One of the major motifs in the novel is the interplay of sight and blindness, silence and the spoken. Blindness is considered a curse or misfortune; it’s what Reuven fears for himself after a piece of eyeglass got stuck in his eye. Silence is the distance between Danny and his father; it’s what stands between Danny and Reuven when they’re no longer allowed to be friends.

I loved Potok’s mastery of pinning together two things that seem to contradict. The boys’ friendship was odd to begin with: Danny with his earlocks, tassels, his family obligations and Reuven with his street clothes and shaven face. Then there’s the contradictions of Orthodox Jews playing baseball and a good Hasidic Jew like Danny studying Darwin, Freud, and secular literature.

Reuven says to Danny early on in the novel,

I really am mixed up about you. You look like a Hasid, but you don’t sound like one. You don’t sound like what my father says Hasidim are supposed to sound like. You sound almost as if you don’t believe in God.

The question of My Name Is Asher Lev found its way into this book as well: what does the secular (literature, psychology, baseball, mathematics) have do with the sacred (the Talmud, the Jewish faith and Jewish lifestyle)?

Potok’s answer, or at least my answer, comes late in the book when Reuven is in a Talmud class with Danny. The professor, a wise, strict man named Rav Gershenson asks his students to read and interpret sections of the Talmud in class, reciting commentators in order to make sense of the passages. Much of this includes reconciling texts that seem to contradict each other.

Reuven notices that several months into his class with Rav Gershenson he hadn’t been called on to recite and interpret text. He started working extra hard in the meantime, finding himself several days ahead of the his class in his reading. He came to a passage of the Talmud that was exceptionally confusing; none its the commentaries made sense. Reuven got a feeling then that he was going to be called upon to recite and interpret that text for Rav Gershenson and the class.

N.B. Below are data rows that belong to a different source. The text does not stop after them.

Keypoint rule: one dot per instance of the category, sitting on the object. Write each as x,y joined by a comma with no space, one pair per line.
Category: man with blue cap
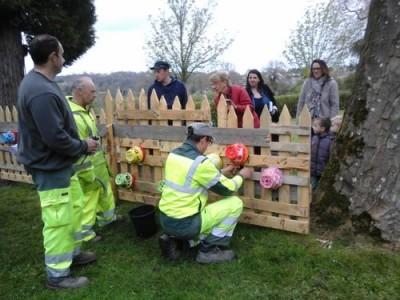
167,86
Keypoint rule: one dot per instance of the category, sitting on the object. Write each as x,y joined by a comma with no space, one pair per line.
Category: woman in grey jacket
319,92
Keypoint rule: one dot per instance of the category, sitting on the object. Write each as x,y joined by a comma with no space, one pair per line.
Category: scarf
313,96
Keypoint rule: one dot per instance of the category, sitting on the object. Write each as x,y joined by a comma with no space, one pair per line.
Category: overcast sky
260,29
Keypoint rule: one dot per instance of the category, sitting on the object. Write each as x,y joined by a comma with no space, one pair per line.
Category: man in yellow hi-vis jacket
92,170
184,214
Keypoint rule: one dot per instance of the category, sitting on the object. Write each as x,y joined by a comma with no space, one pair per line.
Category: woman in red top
235,95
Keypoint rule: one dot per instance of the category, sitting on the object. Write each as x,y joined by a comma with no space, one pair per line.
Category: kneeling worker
184,214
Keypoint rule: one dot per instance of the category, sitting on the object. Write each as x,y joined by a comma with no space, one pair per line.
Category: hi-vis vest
186,185
92,169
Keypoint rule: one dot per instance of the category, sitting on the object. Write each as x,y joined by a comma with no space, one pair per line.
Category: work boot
170,247
214,256
67,283
83,258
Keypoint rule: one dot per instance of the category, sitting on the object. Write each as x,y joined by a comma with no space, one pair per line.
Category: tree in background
361,185
181,38
71,21
328,31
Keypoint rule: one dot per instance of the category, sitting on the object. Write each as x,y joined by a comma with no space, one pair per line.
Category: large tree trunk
361,185
11,65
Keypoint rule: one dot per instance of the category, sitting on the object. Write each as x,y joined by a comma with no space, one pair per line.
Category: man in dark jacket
167,86
48,146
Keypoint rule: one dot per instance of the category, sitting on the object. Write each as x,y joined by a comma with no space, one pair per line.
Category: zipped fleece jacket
169,91
48,138
329,100
320,152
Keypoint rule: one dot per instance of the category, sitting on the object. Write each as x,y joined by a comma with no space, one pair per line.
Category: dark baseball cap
159,64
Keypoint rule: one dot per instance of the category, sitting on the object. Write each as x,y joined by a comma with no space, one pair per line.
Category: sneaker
170,247
67,283
97,238
214,256
83,258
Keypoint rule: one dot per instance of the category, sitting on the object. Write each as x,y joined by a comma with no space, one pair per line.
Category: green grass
271,264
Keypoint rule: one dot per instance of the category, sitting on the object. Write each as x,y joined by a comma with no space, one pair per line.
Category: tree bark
11,65
361,185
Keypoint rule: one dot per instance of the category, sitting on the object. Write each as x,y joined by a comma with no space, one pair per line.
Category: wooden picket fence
126,123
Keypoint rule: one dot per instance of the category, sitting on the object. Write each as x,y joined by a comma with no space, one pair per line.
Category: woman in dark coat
261,94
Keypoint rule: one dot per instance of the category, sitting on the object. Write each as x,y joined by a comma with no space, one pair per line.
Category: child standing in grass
321,144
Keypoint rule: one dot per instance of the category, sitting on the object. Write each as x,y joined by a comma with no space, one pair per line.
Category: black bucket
144,220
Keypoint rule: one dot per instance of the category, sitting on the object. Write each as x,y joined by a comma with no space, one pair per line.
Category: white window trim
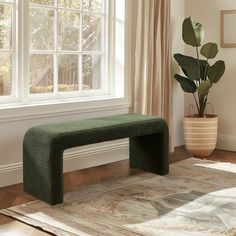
18,109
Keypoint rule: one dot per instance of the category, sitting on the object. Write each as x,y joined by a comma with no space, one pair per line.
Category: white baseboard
226,142
74,159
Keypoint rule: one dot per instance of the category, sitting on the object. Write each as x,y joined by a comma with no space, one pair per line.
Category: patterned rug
197,198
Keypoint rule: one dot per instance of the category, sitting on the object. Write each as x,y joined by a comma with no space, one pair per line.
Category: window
7,47
66,49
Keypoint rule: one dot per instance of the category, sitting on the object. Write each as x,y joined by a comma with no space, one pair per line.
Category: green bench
44,145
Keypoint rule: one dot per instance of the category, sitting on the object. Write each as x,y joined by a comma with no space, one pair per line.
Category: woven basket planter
200,134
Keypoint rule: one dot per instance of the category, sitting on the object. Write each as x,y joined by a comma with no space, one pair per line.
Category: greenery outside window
65,49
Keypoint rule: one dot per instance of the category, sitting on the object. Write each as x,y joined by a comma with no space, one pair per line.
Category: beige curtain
151,62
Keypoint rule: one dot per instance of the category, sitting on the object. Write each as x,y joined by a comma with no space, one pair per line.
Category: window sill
54,108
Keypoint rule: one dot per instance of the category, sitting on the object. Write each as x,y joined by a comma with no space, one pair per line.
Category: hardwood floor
14,195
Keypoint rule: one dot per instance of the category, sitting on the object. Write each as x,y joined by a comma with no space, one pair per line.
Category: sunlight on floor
223,166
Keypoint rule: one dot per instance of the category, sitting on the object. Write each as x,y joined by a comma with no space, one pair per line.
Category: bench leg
43,174
150,153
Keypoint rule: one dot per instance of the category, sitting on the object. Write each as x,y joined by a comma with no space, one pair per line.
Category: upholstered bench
44,145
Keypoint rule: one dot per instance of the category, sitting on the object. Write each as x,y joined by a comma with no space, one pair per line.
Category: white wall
177,17
222,95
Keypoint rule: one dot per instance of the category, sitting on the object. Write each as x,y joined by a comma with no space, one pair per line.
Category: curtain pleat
151,61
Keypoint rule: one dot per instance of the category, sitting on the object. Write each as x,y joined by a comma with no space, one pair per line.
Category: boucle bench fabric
44,145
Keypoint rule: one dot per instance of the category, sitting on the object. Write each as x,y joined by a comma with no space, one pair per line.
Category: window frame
21,94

So Reuven spends time sorting out the text in his head, first the way he had been taught: to look at commentaries and finding ways to reconcile the text. Then he uses a technique his father had taught him, a rather unorthodox method, one that involves reconstruction of the original text itself.

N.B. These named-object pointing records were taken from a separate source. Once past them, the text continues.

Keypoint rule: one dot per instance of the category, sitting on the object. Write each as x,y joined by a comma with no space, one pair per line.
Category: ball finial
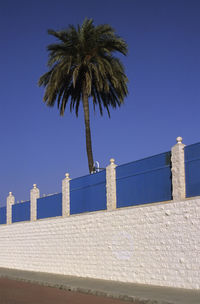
179,139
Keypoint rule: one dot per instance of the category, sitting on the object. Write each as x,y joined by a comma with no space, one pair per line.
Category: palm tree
82,68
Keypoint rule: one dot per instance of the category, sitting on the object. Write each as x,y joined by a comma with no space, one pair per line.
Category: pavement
138,293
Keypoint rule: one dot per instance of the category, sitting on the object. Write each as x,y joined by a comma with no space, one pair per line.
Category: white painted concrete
156,244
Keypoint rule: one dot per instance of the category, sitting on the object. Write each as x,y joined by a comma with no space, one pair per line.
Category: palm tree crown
82,67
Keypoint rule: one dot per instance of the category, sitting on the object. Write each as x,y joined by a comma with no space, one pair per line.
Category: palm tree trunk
87,132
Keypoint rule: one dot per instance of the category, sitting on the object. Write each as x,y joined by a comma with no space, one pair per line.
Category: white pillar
178,170
34,195
66,196
10,202
111,185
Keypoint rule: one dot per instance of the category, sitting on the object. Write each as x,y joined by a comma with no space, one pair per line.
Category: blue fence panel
49,206
144,181
21,212
88,193
3,219
192,170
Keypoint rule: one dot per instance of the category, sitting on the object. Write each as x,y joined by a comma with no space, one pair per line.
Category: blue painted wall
88,193
21,212
49,206
144,181
3,219
192,170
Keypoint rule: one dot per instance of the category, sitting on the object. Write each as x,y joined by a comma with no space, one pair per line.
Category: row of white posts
178,185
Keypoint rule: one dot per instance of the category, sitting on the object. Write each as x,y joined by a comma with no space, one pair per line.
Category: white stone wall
156,244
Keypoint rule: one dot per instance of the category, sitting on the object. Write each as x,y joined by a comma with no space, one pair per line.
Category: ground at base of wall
123,291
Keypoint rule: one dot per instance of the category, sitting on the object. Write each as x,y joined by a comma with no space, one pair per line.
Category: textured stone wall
156,244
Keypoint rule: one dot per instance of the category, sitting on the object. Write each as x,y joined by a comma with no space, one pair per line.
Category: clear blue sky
163,67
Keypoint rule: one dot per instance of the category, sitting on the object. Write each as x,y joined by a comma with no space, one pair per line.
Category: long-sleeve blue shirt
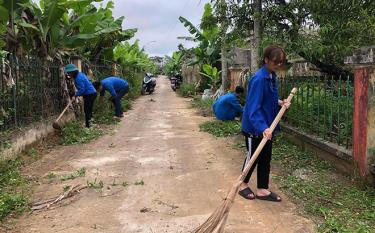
83,85
113,85
227,107
261,102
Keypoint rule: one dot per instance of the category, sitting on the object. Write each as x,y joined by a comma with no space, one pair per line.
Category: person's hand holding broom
216,222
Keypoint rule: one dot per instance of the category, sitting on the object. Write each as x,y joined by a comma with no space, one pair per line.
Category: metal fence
30,91
322,107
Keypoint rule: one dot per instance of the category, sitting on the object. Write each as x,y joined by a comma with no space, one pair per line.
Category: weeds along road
154,173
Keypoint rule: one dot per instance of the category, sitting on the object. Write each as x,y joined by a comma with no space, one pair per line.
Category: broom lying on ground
216,222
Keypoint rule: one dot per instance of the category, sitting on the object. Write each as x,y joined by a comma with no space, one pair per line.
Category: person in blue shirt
84,88
117,87
261,108
228,106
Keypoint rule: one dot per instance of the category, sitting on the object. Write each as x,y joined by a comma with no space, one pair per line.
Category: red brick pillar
363,64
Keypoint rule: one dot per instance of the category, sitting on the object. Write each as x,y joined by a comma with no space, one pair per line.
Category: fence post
76,60
363,64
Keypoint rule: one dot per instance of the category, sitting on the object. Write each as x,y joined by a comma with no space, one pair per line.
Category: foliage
208,49
323,108
213,74
221,128
204,106
74,133
133,57
187,90
79,173
56,28
322,32
13,189
173,64
337,203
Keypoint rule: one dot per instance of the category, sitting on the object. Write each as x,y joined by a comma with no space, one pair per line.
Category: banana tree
12,13
208,49
4,16
213,74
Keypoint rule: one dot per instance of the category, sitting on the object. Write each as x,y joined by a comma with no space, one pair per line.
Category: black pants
263,162
88,104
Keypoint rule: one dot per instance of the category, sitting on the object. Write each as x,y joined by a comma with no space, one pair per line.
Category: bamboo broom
216,222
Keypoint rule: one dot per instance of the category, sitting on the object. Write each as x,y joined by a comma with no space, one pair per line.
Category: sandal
271,197
246,192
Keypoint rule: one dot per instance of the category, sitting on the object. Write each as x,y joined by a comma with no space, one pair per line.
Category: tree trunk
257,36
224,64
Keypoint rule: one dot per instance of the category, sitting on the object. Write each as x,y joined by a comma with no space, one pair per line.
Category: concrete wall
31,136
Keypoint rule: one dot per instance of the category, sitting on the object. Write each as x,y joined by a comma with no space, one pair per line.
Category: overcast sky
157,21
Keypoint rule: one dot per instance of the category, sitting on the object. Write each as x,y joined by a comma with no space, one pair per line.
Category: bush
13,189
187,90
203,106
221,128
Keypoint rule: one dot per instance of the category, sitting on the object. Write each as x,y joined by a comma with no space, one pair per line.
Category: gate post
363,64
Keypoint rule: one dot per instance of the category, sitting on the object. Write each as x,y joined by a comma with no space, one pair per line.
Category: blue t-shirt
113,85
83,85
261,105
227,107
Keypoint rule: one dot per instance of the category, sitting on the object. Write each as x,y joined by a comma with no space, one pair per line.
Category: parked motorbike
176,81
148,84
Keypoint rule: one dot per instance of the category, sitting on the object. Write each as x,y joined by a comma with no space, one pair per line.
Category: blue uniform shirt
113,85
261,105
83,85
227,107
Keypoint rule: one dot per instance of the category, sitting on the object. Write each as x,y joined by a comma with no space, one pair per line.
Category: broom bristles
216,222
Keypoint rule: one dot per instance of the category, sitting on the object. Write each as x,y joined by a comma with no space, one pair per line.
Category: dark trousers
88,104
117,101
263,162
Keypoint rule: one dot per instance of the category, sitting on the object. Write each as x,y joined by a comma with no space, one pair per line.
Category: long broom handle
264,140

Eventually Reuven is called on to interpret the text, and he spends four days in front of the class breaking it down (but he is careful only to do it the way the school had taught him, the orthodox way, through reconciling interpretations). Finally he is done; Rav Gershenson has been quiet the whole way through–until the very end:

I heard Rav Gershenson ask me whether I was satisfied with the late medieval commentary’s attempt at reconciliation. It was a question I hadn’t expected. I had regarded the effort at reconciliation as the rock bottom of the entire discussion on the passage and had never thought that Rav Gershenson would question it.

In front of the class, Reuven does not admit what he had done with the original text — reconstruct it — but he admits that he’s not satisfied with the commentary.

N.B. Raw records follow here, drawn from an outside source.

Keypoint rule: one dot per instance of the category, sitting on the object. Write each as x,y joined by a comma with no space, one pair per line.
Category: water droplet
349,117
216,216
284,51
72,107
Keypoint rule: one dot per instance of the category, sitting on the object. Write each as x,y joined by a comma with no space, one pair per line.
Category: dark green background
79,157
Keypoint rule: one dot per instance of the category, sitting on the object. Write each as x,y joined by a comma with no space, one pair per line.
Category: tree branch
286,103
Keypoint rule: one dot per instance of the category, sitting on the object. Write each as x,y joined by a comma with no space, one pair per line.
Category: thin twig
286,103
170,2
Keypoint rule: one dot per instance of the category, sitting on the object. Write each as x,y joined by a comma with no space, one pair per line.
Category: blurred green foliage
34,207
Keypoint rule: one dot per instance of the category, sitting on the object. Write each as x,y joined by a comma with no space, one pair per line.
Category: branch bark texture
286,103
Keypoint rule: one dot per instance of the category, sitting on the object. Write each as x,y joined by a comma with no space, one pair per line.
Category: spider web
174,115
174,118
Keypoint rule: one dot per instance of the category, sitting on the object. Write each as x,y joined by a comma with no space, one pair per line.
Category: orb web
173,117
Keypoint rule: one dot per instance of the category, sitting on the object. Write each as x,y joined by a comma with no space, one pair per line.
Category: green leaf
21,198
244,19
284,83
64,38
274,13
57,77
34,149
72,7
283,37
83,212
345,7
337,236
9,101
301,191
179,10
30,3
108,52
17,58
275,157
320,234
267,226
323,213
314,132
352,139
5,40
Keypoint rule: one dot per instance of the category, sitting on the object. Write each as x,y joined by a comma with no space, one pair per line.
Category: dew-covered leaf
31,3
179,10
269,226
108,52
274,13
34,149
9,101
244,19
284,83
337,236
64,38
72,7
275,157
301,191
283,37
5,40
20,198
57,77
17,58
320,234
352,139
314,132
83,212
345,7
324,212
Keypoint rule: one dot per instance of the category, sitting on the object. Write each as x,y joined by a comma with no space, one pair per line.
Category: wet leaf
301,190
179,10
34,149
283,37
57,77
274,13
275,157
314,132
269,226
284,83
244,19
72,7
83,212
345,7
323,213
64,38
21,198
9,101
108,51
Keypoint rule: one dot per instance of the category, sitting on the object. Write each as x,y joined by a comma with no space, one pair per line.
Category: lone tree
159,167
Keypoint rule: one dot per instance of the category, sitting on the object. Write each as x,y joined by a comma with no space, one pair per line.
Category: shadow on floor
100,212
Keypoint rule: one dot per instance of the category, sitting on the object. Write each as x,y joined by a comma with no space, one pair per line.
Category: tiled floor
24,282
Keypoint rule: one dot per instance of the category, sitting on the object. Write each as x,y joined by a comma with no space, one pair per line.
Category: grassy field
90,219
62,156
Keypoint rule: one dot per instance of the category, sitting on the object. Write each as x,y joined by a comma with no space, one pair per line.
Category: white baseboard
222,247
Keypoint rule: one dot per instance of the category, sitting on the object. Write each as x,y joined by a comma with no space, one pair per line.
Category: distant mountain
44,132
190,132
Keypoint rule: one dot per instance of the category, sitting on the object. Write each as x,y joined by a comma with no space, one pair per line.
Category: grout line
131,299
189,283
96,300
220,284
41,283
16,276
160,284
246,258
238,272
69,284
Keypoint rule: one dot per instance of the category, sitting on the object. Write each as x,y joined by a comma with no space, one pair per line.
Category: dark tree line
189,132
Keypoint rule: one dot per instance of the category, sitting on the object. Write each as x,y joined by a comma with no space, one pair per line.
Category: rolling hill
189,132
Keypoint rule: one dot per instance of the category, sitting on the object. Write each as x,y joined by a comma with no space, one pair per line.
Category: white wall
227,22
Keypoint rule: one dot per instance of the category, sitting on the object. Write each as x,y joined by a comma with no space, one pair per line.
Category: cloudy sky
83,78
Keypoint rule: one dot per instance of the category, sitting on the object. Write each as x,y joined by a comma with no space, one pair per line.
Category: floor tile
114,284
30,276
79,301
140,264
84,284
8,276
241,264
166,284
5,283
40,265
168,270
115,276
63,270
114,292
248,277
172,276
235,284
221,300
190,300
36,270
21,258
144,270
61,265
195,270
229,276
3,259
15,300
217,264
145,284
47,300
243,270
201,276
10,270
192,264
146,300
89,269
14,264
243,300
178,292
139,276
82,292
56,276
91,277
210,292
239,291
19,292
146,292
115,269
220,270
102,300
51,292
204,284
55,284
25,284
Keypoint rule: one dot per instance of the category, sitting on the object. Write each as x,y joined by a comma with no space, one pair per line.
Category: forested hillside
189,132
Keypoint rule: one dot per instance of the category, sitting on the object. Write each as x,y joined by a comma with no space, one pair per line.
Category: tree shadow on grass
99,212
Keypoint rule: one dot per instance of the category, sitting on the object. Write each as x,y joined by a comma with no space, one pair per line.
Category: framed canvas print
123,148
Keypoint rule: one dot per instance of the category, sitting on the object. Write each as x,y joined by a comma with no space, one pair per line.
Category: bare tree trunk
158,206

I answer that it was strained, that it attributed nuances to the various conflict in commentaries that were not there, and that, therefore, it really was not a reconciliation at all.

After class, Rav Gershenson pulls Reuven aside and asks how his father would have interpreted the text, to which Reuven admits, “I think he would have said the text is wrong.” Reuven explains to his professor how he reconstructed the text so it would make sense. The wise professor says his method is not bad; it’s a method he himself would use. But he must never use that method in a class at that Orthodox college.


What I understand Potok to be saying here is that while throughout the whole book the characters, and maybe the reader herself, were trying to reconcile contradictory elements, instead they should have been asking: what if the text itself is wrong? What if the religion, culture, or society suggesting these things don’t belong are the ones who are wrong? Maybe a Hasidic Jew can become a psychoanalyst. Maybe Zionists and anti-Zionists can come together in friendship. All it takes, I think Potok is suggesting, are ears to hear and eyes to see that the possibility is there.